Over the past year we’ve seen this company engineer a top-to-bottom revamp, restructuring and concentrating R&D in the US and Japan. It’s been outsourcing development to the big CRO PRA, a process which was recently extended to their Japanese operations. Takeda struck a deal to buy Ariad for $5.2 billion in January. And it’s concentrated on 3 key areas: oncology, gastroenterology (GI) and central nervous system (CNS), plus vaccines.
“R&D transformation” has become a mantra in Takeda’s quarterly sit-downs with the analysts. Last February Weber told analysts that the company had struck 50 new partnerships in the previous 18 months.
“And over the last two months only,” added Plump, “we put together eight very significant collaborations or partnerships, including one with Exelixis (in a $145 million deal), for development of cabozantinib in Japan. So I would say that, in terms of driving our R&D strategy, in terms of rebuilding our pipeline, which you recognize is a long-term effort that we’re very committed to, we’ve made very substantial progress.”

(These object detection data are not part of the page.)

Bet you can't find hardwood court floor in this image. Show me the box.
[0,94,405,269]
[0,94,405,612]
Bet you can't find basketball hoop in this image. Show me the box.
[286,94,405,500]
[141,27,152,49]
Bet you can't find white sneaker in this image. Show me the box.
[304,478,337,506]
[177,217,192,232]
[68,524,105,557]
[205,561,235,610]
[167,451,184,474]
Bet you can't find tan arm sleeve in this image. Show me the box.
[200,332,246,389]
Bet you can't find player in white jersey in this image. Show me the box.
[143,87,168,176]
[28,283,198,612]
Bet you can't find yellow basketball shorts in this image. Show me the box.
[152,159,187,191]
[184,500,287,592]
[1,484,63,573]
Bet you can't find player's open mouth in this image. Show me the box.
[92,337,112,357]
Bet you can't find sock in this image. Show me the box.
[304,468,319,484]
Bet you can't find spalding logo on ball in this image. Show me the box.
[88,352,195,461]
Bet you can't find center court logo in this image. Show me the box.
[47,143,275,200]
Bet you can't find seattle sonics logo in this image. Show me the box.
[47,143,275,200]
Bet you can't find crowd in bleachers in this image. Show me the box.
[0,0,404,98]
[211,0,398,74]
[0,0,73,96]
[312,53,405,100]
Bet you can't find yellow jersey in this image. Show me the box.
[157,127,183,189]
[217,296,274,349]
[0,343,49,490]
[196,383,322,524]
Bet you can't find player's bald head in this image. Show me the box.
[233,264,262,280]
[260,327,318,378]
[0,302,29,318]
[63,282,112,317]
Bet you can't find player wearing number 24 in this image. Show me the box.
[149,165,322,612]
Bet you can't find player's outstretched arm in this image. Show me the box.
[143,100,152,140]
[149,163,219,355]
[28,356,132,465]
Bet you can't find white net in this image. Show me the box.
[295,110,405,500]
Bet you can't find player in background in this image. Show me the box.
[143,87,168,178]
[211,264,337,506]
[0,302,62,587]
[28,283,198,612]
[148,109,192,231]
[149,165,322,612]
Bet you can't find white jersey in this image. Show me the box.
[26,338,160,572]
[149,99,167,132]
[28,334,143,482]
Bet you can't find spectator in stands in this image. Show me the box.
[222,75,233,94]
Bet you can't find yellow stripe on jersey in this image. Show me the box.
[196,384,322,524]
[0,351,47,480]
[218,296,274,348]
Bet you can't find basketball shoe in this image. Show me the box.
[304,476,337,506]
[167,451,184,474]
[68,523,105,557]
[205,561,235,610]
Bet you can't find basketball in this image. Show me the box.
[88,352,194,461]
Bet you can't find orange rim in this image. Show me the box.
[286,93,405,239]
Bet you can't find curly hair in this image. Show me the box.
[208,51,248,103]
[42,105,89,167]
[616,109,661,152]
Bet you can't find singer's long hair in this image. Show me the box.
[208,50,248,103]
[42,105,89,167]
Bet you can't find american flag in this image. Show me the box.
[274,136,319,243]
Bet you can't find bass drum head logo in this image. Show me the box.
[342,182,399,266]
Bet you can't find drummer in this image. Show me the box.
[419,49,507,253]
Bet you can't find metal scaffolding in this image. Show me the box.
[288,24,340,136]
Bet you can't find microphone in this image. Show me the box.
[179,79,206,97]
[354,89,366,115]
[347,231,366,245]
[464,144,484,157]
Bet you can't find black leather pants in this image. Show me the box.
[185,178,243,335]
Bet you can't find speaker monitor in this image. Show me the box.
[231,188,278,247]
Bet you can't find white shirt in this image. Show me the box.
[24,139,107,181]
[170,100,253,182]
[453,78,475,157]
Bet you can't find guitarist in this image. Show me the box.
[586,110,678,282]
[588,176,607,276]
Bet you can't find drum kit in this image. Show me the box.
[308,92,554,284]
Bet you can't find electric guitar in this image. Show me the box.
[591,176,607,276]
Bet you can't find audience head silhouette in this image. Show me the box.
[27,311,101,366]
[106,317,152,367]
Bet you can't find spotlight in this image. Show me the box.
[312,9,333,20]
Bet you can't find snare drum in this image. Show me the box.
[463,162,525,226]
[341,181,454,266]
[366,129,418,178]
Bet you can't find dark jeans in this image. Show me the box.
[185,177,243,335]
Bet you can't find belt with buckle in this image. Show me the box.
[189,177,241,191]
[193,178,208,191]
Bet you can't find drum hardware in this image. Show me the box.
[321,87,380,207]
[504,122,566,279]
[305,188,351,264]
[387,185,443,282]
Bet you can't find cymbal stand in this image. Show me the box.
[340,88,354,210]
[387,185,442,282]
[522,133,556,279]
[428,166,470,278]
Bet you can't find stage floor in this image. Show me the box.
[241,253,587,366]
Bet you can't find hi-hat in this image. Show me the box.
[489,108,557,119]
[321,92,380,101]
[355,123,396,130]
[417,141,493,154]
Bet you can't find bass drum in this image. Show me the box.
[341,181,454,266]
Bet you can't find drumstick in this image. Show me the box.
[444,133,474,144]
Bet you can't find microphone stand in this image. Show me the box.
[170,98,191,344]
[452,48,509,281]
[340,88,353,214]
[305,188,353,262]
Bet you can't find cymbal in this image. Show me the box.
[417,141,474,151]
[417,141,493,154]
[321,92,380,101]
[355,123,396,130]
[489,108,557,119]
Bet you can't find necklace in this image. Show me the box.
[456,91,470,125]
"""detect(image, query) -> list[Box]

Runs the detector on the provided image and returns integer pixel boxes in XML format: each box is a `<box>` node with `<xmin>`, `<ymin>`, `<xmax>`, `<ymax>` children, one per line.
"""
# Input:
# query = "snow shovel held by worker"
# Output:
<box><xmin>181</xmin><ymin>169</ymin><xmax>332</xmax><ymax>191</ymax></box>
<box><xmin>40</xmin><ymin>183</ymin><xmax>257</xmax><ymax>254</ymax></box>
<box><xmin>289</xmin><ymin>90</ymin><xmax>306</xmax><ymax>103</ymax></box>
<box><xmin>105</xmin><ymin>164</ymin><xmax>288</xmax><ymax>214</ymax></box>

Right now, Takeda execs seem game to try new things. That made for good timing for Jeremy Levin, the CEO for Ovid, who struck a partnership deal to develop a new therapy under a joint steering committee, with Takeda taking an equity stake as they design upcoming studies, starting with Phase Ia/IIb trials to cover three rare neurological conditions.
There were back-to-back microbiome pacts with upstart biotechs – Finch and NuBiyota – inside a week. In January they invested $125 million in Maverick Therapeutics, picking up an option to buy the biotech and its T cell engagement platform. And the company disclosed a research pact with Korea’s LegoChem Biosciences to study next-gen antibody drug conjugates.
In short, Takeda is on a global tear, and tear-up, and this kind of transformation move comes with lots of fresh opportunities, and risks, as Ariad staffers could tell you after their new owners laid off more than half the staff.